O plenário do Conselho Nacional de Justiça (CNJ) determinou que o Tribunal de Justiça de Goiás (TJGO) apure se os cartórios privados locais estão dando a devida assistência gratuita nos casos previstos em lei. A decisão foi tomada nesta segunda-feira (15/12), durante a 25ª Sessão Extraordinária.
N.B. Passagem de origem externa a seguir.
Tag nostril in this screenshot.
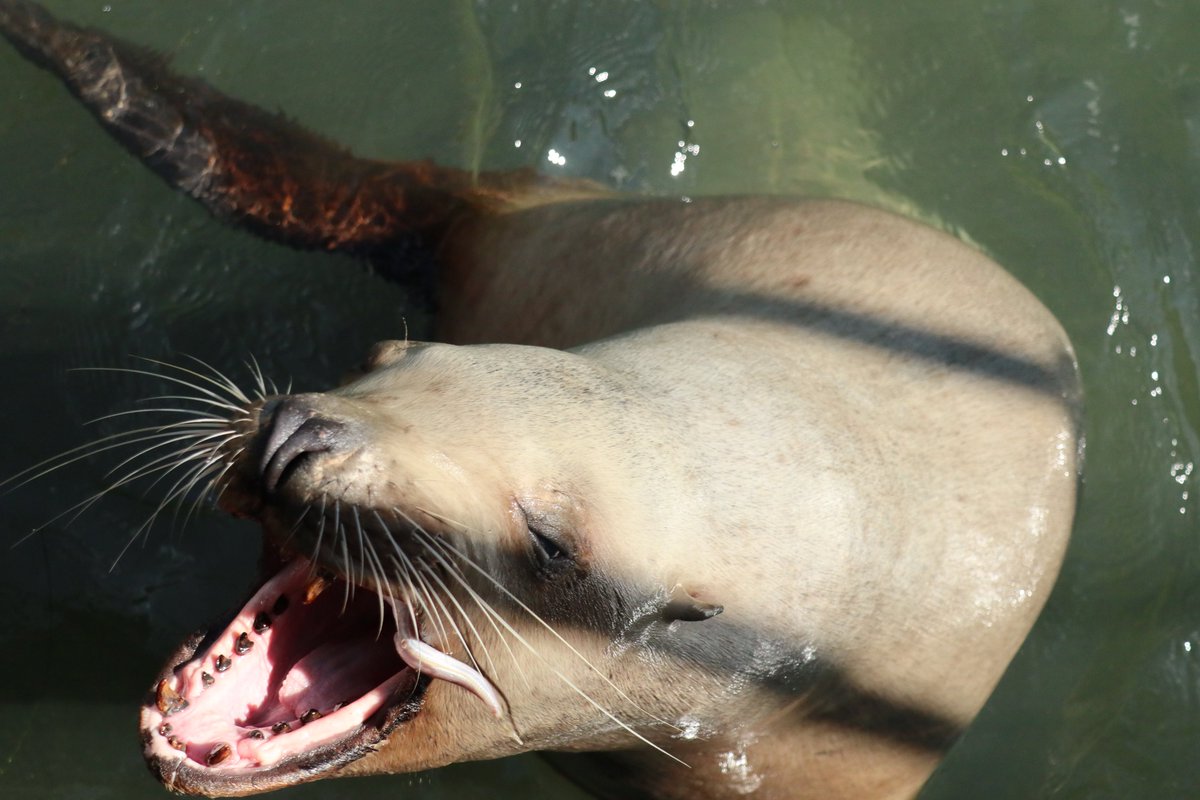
[259,399,346,493]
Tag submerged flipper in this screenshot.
[0,0,576,268]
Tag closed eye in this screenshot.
[529,525,572,577]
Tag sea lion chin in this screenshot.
[0,0,1080,800]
O Procedimento de Controle Administrativo foi proposto em 2012 pela Associação dos Escrivães Judiciais do Estado de Goiás. Naquele ano, uma lei goiana estabeleceu a distribuição igualitária do benefício de assistência judiciária gratuita a todas as serventias judiciais, públicas ou privadas. A entidade de escrivães pedia que o CNJ controlasse junto à corte goiana como seria o pagamento de custas no serviço privado.

O plenário do CNJ seguiu voto do relator, conselheiro Emmanoel Campelo, que não conheceu do pedido da associação. Segundo ele, a lei estadual questionada é “irrepreensível”, pois garante o acesso à Justiça a quem não pode arcar com as custas processuais. Campelo lembrou que esses valores seriam arcados pelo Estado caso as serventias já tivessem passado ao poder estatal, conforme prega a Constituição de 1988.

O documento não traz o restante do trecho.